A basic block is defined as a sequence of (non-jump) instructions ending with a jump (direct or indirect) instruction. The jump target address should be the start of another basic block. Consider I have the following assembly code :
106ac: ba00000f blt 106f0 <main+0xb8>
106b0: e3099410 movw r9, #37904 ; 0x9410
106b4: e3409001 movt r9, #1
106b8: e79f9009 ldr r9, [pc, r9]
106bc: e3a06000 mov r6, #0
106c0: e1a0a008 mov sl, r8
106c4: e30993fc movw r9, #37884 ; 0x93fc
106c8: e3409001 movt r9, #1
106cc: e79f9009 ldr r9, [pc, r9]
106d0: e5894000 str r4, [r9]
106d4: e7941105 ldr r1, [r4, r5, lsl #2]
106d8: e1a00007 mov r0, r7
106dc: e12fff31 blx r1
106e0: e0806006 add r6, r0, r6
106e4: e25aa001 subs sl, sl, #1
106e8: e287700d add r7, r7, #13
106ec: 1afffff4 bne 106c4 <main+0x8c>
106f0: e30993d0 movw r9, #37840 ; 0x93d0
106f4: e3409001 movt r9, #1
bb1
106a4: ...
106ac: ba00000f blt 106f0 <main+0xb8>
The first basic block bb1 has a target address which is the start of bb4.
bb2
106b0: e3099410 movw r9, #37904 ; 0x9410
.... All other instructions
106c4: e30993fc movw r9, #37884 ; 0x93fc
.... All other instructions
106d8: e1a00007 mov r0, r7
106dc: e12fff31 blx r1
The second basic block bb2 has an indirect branch so the target address is known only at runtime.
bb3
106e0: e0806006 add r6, r0, r6
106e4: e25aa001 subs sl, sl, #1
106e8: e287700d add r7, r7, #13
106ec: 1afffff4 bne 106c4 <main+0x8c>
The third basic block has a target address which is not the start of another basic block but it is in the middle of bb2. According to the definition of a basic block, it is not possible. But, in practice, I am seeing this behavior (jumps in the middle of basic blocks) in multiple places. How to explain this behavior ? Is it possible to force a compiler (LLVM) to generate code that does not jump anywhere else except at the beginning of a basic block ?
bb4
106f0: e30993d0 movw r9, #37840 ; 0x93d0
106f4: e3409001 movt r9, #1
....
Ends with a branch (direct or indirect)
I am generating basic blocks using a tool (SPEDI) and the compiler used is LLVM (CLANG front end) and the targeted architecture is ARM V7 Cortex-A9.
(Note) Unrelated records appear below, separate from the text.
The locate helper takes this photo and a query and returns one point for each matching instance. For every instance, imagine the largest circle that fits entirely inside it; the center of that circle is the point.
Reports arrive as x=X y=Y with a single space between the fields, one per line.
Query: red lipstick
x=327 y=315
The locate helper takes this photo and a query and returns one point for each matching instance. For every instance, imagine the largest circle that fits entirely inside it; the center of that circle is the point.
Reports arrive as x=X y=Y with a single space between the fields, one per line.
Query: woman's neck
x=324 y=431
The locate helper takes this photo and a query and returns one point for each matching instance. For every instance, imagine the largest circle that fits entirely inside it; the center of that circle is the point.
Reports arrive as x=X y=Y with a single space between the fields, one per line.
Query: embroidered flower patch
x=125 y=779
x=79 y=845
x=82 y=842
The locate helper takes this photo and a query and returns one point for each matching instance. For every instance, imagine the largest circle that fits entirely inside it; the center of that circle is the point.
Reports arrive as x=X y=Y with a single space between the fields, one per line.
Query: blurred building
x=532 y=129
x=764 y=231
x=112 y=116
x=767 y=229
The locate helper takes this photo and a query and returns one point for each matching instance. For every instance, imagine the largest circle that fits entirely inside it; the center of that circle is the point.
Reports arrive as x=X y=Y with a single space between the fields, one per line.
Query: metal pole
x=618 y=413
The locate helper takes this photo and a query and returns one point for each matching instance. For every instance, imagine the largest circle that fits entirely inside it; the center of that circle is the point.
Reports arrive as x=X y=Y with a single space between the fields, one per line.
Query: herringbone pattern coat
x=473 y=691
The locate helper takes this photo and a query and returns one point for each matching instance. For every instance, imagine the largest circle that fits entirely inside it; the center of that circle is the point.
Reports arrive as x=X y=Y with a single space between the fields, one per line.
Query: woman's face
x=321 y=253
Basic blocks are the nodes in the control flow graph, which means that once control enters the block, it can't do anything else apart from running through the whole block and exiting it. It doesn't mean that they have to start or end with a jump instruction. For better understanding refer to this excerpt from Wikipedia:
Because of its construction procedure, in a CFG, every edge A→B has the property that:
outdegree(A) > 1 or indegree(B) > 1 (or both).
The CFG can thus be obtained, at least conceptually, by starting from the program's (full) flow graph—i.e. the graph in which every node represents an individual instruction—and performing an edge contraction for every edge that falsifies the predicate above, i.e. contracting every edge whose source has a single exit and whose destination has a single entry.
According to this definition I would analyze code between 106b0 and 106ec differently: one block B1 from 106b0 to 106c0, and one block B2 from 106c4 to 106ec. This code is a loop, B1 is the setup part of the loop and B2 is the body.
In ARM a bl instruction such as the one at 106dc is a function call, meaning that control will be passed to the called function but then returned to the instruction right after the bl. So if we're only constructing the CFG for the calling function I wouldn't consider this instruction as a block boundary. If we're doing the CFG for the whole program there should be an edge towards the called function here and then another edge back from the called function to the next instruction.